Indonesia: GDP growth grows at slowest pace in nearly five years in Q1
May 5, 2014
In the first quarter, GDP grew 5.2% over the same quarter last year. The expansion was below the 5.7% increase observed in the fourth quarter and marked the weakest growth rate since Q3 2009. The result undershot market expectations of a 5.6% rise.
The slowdown in Q1 primarily reflected the impact of a mineral export ban that the government introduced in January in an attempt to promote the development of a domestic processing industry.

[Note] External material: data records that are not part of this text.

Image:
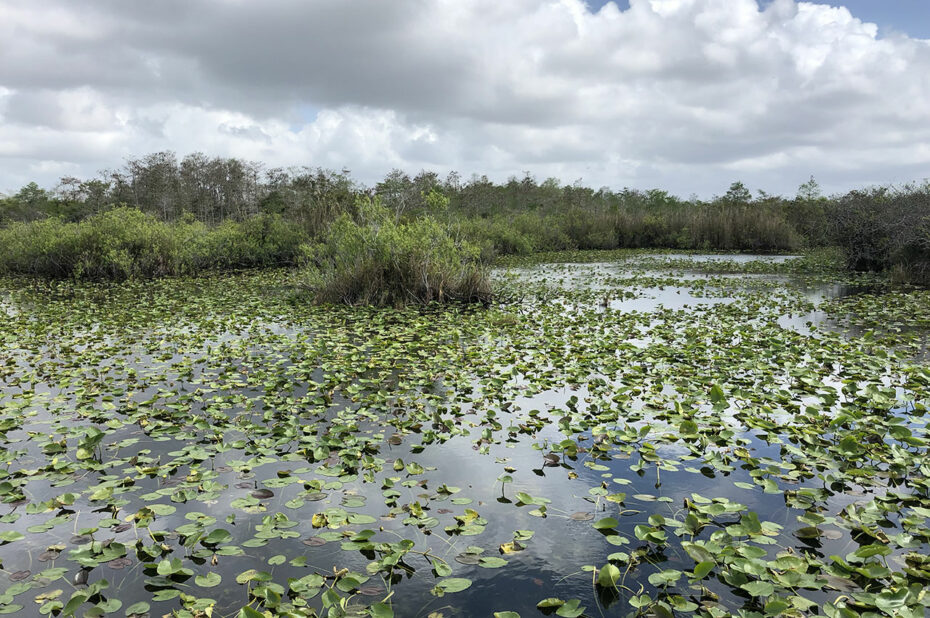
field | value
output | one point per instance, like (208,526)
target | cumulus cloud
(681,94)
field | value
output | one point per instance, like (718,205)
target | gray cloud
(683,94)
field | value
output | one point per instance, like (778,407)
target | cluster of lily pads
(645,436)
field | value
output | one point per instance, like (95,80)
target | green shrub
(374,260)
(125,243)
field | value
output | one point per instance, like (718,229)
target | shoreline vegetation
(421,239)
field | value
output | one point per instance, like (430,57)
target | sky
(683,95)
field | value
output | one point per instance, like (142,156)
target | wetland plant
(374,260)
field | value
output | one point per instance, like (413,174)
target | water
(592,348)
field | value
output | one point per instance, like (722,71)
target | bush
(125,243)
(375,260)
(881,229)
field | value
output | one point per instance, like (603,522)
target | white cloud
(682,94)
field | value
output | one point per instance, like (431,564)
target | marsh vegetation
(633,434)
(160,216)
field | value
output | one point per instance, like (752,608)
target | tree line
(881,228)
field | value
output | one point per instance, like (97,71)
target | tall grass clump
(884,229)
(373,259)
(126,243)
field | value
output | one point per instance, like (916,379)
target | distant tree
(737,194)
(809,191)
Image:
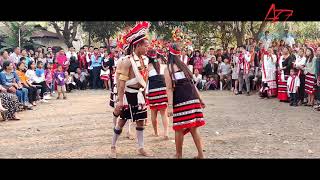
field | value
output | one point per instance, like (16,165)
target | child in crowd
(60,80)
(70,84)
(210,84)
(293,84)
(234,78)
(49,76)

Exports plummeted from 7.4% growth in Q4 to a 0.8% decline in Q1. Imports contracted 0.6% in Q1 (Q4: -0.6% year-on-year). As a result, the external sector's net contribution to overall growth dropped from plus 3.3 percentage points in the fourth quarter to a flat reading in the first quarter.
On the domestic side, total consumption growth was fairly steady at 5.4% (Q4: +5.5% year-on-year). Private consumption growth increased from 5.3% in Q4 to 5.6% in Q1, while government consumption fell from a 6.5% expansion in Q4 to an increase of 3.6% in Q1. Meanwhile, fixed investment growth improved from 4.3% to 5.1%.
The Central Bank expects the economy to expand between 5.5% and 5.9% in 2014. FocusEconomics Consensus Forecast panelists expect the economy to expand 5.5% in 2014, which is unchanged from last month's forecast. For 2015, the panel sees economic growth at 5.8%.